Malheureusement, pour satisfaire ce désir, je ne pouvais m’employer à aucun travail manuel, puisque j’avais perdu l’usage de mon bras gauche dès ma petite enfance ; aussi, dans l’impossibilité de me fixer quelque part, je me dirigeai vers les pays sibériens, vers Saint-Innocent d’Irkoutsk, pensant que, par les plaines et les forêts de Sibérie, je trouverais plus de silence et pourrais me livrer plus commodément à la lecture et à la prière. Je m’en allai ainsi, récitant sans cesse la prière.
Au bout de quelque temps, je sentis que la prière passait d’elle-même dans mon cœur, c’est-à-dire que mon cœur, en battant régulièrement, se mettait en quelque sorte à réciter en lui-même les paroles saintes sur chaque battement, par exemple 1-Seigneur, 2-Jésus, 3-Christ, et
ainsi de suite.
Je cessai de remuer les lèvres et j’écoutai attentivement ce que disait mon cœur, me rappelant combien c’était agréable, au dire de mon défunt starets. Puis, je ressentis une légère douleur au cœur et dans mon esprit un tel amour pour Jésus-Christ qu’il me semblait que, si je L’avais vu, je me serais jeté à Ses pieds, je les aurais saisis, embrassés et baignés de mes larmes en Le remerciant pour la consolation qu’il nous donne avec Son nom, dans Sa bonté et Son amour pour Sa créature indigne et coupable.
Mardi 26 juillet
Bientôt apparut dans mon cœur une bienfaisante chaleur qui gagna toute ma poitrine.

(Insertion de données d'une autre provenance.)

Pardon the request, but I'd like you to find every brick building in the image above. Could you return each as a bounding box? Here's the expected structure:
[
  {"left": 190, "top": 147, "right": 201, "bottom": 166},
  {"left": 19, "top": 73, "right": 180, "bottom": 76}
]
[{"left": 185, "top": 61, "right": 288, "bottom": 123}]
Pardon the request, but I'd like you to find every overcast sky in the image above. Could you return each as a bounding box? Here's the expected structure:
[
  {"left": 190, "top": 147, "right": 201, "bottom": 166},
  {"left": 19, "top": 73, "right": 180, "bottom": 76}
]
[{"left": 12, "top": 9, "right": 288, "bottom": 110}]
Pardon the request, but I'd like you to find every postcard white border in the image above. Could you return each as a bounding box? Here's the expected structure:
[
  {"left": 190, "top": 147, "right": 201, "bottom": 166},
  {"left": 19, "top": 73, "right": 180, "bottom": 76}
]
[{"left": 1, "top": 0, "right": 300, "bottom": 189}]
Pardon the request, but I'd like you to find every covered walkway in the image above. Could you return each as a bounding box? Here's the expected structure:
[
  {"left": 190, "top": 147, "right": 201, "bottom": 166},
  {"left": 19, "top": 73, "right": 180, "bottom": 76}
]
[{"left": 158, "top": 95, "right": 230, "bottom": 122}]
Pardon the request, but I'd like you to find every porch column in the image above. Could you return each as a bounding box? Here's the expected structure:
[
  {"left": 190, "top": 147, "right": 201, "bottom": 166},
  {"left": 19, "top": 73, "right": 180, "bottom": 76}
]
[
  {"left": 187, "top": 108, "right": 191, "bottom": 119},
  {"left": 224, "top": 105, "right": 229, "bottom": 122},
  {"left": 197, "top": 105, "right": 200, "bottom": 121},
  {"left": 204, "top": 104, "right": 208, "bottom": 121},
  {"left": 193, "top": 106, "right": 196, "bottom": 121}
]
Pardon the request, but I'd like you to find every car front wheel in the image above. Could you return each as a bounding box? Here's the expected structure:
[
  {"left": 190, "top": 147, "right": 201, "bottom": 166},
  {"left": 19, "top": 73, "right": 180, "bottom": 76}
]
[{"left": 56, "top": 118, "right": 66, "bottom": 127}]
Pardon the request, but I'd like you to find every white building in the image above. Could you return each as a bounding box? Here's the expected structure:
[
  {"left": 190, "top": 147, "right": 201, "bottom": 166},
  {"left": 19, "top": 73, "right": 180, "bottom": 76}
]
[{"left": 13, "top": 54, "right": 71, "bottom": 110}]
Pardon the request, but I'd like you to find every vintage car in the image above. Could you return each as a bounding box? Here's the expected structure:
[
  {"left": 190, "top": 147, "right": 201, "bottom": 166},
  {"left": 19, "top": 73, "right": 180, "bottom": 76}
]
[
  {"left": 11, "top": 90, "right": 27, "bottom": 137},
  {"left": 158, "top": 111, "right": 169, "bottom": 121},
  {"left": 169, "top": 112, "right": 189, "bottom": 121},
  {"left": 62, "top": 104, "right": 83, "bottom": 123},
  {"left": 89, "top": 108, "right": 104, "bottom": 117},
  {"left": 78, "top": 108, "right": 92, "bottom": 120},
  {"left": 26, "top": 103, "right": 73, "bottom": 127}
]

Cela me conduisit en particulier à une lecture attentive de la Philocalie pour y vérifier ces sensations et y étudier le développement de la prière intérieure du cœur ; sans ce contrôle, j’aurais craint de tomber dans l’illusion, de prendre les actions de la nature pour celles de la grâce et de m’enorgueillir de cette acquisition rapide de la prière, selon ce que m’avait expliqué mon défunt starets. C’est pourquoi je marchais surtout la nuit et je passais mes journées à lire la Philocalie assis dans la forêt sous les arbres.
Ah ! combien de choses nouvelles, de choses profondes et ignorées je découvris par cette lecture ! Dans cette occupation, je goûtais une béatitude plus parfaite que tout ce que j’avais pu imaginer jusque-là. Sans doute, certains passages restaient incompréhensibles à mon esprit borné, mais les effets de la prière du cœur éclaircissaient ce que je ne comprenais pas ; de plus, je voyais parfois en songe mon défunt starets qui m’expliquait beaucoup de difficultés et inclinait toujours plus mon âme incompréhensive à l’humilité.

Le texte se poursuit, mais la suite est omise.